Das Versorgungsamt Stuttgart erkennt im Januar 1947 an, dass es einen ursächlichen Zusammenhang der Lungentuberkulose mit den Schädigungen während des KZ-Aufenthalts gibt. Die Witwe Maria Jeremias bekommt für sich und ihre Kinder von 1946 bis 1950 Beihilfen ausbezahlt.
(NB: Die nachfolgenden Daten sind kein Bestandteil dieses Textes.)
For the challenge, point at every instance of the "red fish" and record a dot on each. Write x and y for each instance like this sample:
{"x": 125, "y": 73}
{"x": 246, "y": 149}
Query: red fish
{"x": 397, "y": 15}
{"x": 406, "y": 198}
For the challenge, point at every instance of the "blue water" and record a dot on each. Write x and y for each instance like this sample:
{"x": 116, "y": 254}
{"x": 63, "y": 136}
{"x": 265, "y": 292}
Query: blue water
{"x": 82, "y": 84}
Eine weitere Unterstützung wird ihr verweigert mit der Begründung, „Hans Jeremias sei ausschließlich wegen seiner Weigerung, die ihm zugewiesene Arbeitsstelle anzutreten, in ein KZ gekommen“.
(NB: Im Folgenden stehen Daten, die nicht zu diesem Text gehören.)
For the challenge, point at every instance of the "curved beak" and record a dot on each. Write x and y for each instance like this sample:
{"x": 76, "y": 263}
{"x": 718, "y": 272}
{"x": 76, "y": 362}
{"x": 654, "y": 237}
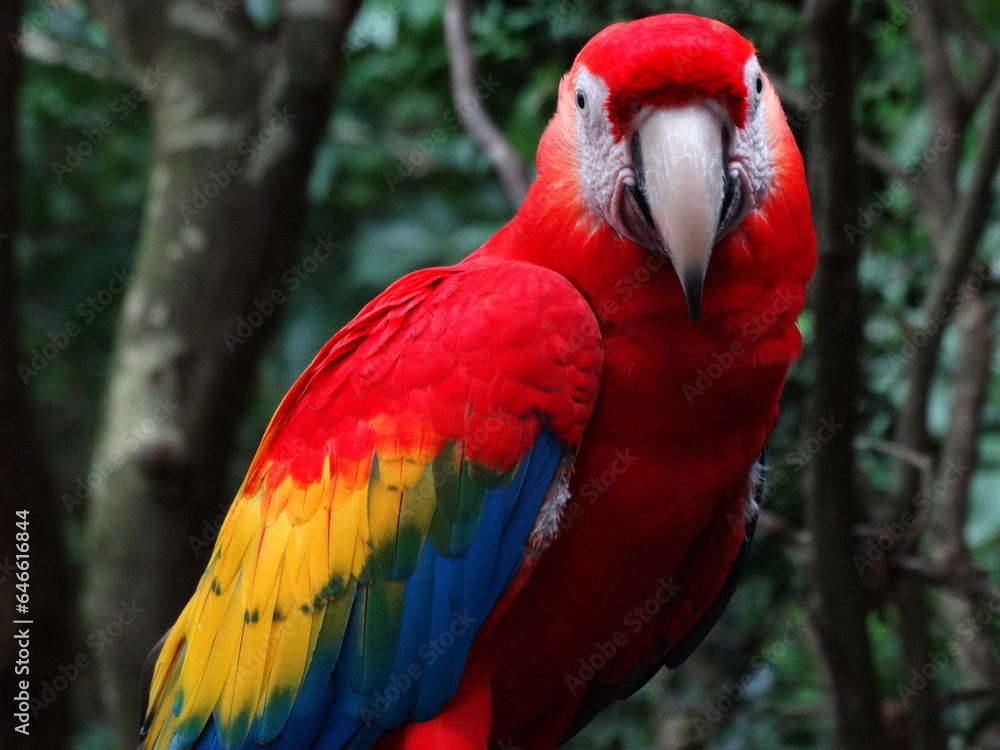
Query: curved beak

Am 21. September 2020 wurde für Hans Jeremias ein Stolperstein gesetzt.
Auf dem Feuerbacher Friedhof wurde bereits 1947 ein Mahnmal für Opfer des Faschismus errichtet, und zwar von überlebenden Widerstandskämpferinnen und -kämpfern sowie für Menschen, die sich während des Kriegs gegen das nationalsozialistische Regime gewehrt hatten. Gertrud Müller, eine Feuerbacherin, die im Widerstand war, mehrere Gefängnisaufenthalte und das KZ Ravensbrück überlebte und maßgeblich an der Errichtung des Mahnmals auf dem Feuerbacher Friedhof beteiligt war, setzte auch den Namen von Hans Jeremias auf das Mahnmal. Nach Ergänzungen in den 1980er Jahren und in jüngster Zeit sind dort heute 28 Namen eingraviert.
Gertrud Müller hörte nicht auf, bis ins hohe Alter von 92 Jahren in Reden und Vorträgen zu mahnen: „So etwas darf nie wieder geschehen!“ war ihre Forderung an die Lebenden. Sie starb im Mai 2007.
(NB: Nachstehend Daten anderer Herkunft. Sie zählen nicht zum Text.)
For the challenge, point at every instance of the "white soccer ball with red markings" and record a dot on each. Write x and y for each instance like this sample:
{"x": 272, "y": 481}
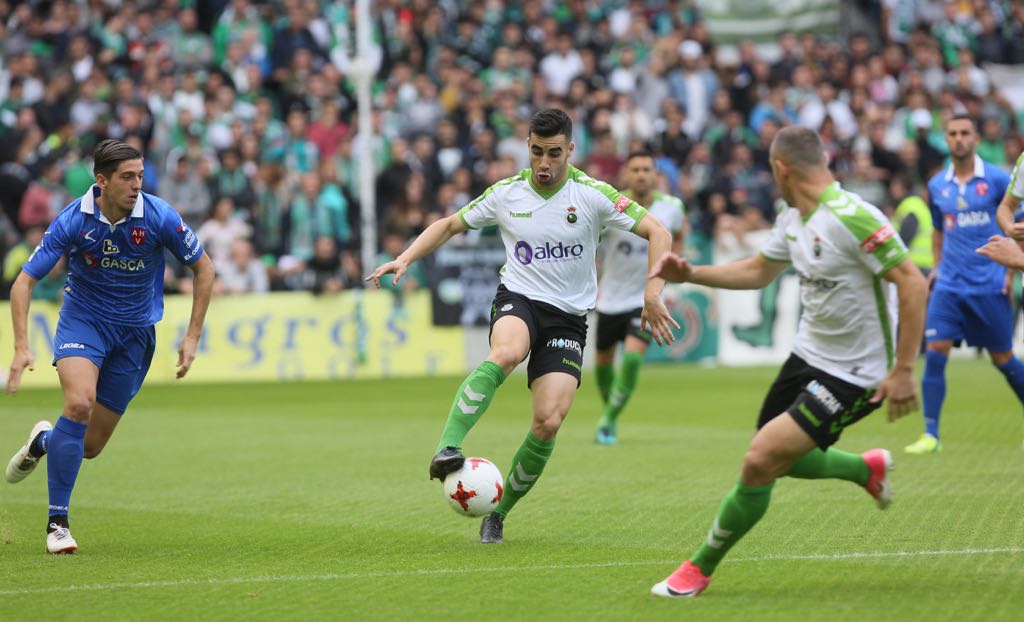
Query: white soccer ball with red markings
{"x": 475, "y": 489}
Recherche und Text: Heinz und Hildegard Wienand
Stolperstein-Initiative Feuerbach/Weilimdorf
Zum Schluss der Zeremonie für Hans Jeremias wies Heinz Wienand noch auf den UN-Weltfriedenstag am Tag der Stolpersteinverlegung hin.
Am 21. September 1981, dem Tag der damaligen Vollversammlung der UNO, verkündete die Generalversammlung: „Dieser Tag soll offiziell benannt und gefeiert werden als Weltfriedenstag (International Day of Peace) und soll genützt werden, um die Idee des Friedens sowohl innerhalb der Länder und Völker als auch zwischen ihnen zu beobachten und zu stärken.“
Am 30. November 1981 wurde dieser Tag in der UN-Resolution 36/67 zum „International Day of Peace“ erklärt. Er soll ein Tag des Waffenstillstands und der Gewaltlosigkeit sein.